Just took a beer bong out of snuffaluffagus's trunk. Your move
dude totally just got the jungle juice out of my white top. i am really ready to be a trophy wife.
yeah so our basement was flooded 4 feet. we just smoke and drank and then went swimming. gotta make the best out of it
I like how washing the beer bong is now a regular part of washing the dishes.
His sister just told me that she thinks i'm a stupid bitch and that by going thru with this I'm ruining his life.
sounds like a hell of a rehearsal dinner
I can't remember much about walking home last night. I think I kicked a dog.
And all I wanted you to do is stand there and sing who let the dogs out.
The kid in the park, who was on a leash I might add, looked at us and yelled "stranger danger" before hiding behind his dad
Better than road-head. Just got model-home-head. Also got a disapproving scowl of judgment from the realtor on the way out.

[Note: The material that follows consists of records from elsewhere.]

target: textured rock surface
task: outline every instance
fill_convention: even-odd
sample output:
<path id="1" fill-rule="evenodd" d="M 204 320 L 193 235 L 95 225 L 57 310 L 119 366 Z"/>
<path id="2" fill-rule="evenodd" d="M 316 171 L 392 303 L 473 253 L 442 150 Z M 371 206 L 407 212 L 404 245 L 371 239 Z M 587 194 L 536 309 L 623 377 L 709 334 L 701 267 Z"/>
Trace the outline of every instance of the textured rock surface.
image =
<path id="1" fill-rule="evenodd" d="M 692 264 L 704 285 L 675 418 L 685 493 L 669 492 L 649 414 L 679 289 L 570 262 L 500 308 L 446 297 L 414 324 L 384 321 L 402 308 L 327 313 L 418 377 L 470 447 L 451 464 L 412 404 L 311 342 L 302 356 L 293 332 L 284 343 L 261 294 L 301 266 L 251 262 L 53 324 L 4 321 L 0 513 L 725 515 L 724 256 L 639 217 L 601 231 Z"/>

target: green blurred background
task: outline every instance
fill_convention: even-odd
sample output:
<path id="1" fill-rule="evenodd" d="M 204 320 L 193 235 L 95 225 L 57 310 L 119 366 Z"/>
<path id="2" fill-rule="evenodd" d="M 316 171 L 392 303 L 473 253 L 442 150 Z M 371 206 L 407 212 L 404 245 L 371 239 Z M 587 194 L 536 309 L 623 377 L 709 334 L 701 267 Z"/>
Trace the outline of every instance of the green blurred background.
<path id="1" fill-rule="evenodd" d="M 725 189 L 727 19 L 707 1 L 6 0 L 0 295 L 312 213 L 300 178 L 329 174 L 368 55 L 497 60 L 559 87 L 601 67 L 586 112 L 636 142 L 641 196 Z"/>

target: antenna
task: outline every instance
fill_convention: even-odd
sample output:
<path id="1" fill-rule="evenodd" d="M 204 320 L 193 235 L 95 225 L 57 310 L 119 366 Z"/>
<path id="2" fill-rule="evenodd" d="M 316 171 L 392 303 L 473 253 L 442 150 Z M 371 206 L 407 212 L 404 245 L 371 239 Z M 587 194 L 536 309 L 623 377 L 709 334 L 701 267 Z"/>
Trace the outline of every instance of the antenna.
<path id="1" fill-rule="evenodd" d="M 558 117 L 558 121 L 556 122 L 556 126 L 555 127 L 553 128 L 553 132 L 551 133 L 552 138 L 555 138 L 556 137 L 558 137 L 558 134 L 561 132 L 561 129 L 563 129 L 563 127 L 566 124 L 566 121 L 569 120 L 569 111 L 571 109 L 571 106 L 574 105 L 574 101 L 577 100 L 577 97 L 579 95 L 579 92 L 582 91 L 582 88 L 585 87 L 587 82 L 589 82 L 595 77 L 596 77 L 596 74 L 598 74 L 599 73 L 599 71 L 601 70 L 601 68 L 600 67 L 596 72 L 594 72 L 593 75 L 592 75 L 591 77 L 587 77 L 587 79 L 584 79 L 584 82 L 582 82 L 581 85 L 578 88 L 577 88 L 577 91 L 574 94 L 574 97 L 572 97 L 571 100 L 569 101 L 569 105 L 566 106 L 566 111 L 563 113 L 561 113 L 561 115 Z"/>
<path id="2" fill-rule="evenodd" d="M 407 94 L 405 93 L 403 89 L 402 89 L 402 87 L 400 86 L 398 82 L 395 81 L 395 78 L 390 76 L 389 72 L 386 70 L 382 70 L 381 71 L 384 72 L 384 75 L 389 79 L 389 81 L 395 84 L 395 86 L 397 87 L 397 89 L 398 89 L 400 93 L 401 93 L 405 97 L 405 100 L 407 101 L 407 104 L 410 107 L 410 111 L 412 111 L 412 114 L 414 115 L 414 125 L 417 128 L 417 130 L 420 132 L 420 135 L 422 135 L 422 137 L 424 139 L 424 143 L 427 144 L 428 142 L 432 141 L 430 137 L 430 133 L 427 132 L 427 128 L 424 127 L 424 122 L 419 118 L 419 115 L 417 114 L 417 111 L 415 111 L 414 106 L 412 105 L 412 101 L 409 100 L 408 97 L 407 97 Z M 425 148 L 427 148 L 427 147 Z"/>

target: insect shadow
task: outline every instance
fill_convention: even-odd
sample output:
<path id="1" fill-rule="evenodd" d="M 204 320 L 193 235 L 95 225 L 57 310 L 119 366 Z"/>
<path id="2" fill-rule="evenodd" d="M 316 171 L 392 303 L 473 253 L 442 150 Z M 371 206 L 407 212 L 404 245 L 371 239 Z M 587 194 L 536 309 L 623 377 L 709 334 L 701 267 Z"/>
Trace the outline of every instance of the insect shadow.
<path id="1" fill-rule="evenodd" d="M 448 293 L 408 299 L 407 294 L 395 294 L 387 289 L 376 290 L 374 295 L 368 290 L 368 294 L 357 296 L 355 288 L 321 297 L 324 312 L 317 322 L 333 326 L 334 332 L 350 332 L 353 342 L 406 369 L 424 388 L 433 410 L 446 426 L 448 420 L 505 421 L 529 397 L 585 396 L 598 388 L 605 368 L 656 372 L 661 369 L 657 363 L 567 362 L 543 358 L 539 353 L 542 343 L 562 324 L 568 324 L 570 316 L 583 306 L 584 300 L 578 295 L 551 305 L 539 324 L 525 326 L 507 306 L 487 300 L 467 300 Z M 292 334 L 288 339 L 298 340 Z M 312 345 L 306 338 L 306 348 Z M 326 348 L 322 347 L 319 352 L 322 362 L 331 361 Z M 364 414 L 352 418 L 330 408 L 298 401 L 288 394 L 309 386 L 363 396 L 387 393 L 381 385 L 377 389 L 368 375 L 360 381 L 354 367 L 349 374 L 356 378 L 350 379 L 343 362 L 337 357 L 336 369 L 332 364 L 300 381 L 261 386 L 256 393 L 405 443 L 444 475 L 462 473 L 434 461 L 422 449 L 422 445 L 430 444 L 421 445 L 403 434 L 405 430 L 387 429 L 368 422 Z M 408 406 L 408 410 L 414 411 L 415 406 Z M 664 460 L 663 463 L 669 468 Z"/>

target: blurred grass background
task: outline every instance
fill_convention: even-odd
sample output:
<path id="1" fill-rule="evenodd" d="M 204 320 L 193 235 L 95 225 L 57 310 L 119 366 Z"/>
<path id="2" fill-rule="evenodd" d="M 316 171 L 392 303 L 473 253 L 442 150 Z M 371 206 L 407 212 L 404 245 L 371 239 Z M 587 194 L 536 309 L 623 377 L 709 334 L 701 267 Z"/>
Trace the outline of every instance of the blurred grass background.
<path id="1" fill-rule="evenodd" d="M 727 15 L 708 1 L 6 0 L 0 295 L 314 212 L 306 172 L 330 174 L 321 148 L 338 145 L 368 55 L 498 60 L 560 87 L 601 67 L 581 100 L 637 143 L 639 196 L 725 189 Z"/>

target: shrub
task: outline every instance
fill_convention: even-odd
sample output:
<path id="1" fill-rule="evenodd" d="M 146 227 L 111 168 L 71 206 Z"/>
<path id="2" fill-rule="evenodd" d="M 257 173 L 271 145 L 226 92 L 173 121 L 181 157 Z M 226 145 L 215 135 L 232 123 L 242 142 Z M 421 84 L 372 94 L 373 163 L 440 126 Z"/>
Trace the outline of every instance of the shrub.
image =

Had to go see my sisters new baby this morn in the clothes I wore to the rave last night. Still drunk. Almost dropped it. I'll be a good aunt right?
He kept humping my leg and whispering "dont worry, thats my phone not my penis"
im in the post action - pre consequence stage.
So if you wanna come get your pants you can. But you have to come in your boxers. Rules are rules!
idk but im stoned n hiding in the bathroom from my kids with a really big bowl of really little candy bars
Who did he bring home?
Idk. But did you see her shoe choice by the stairs, I'm really not expecting anything great.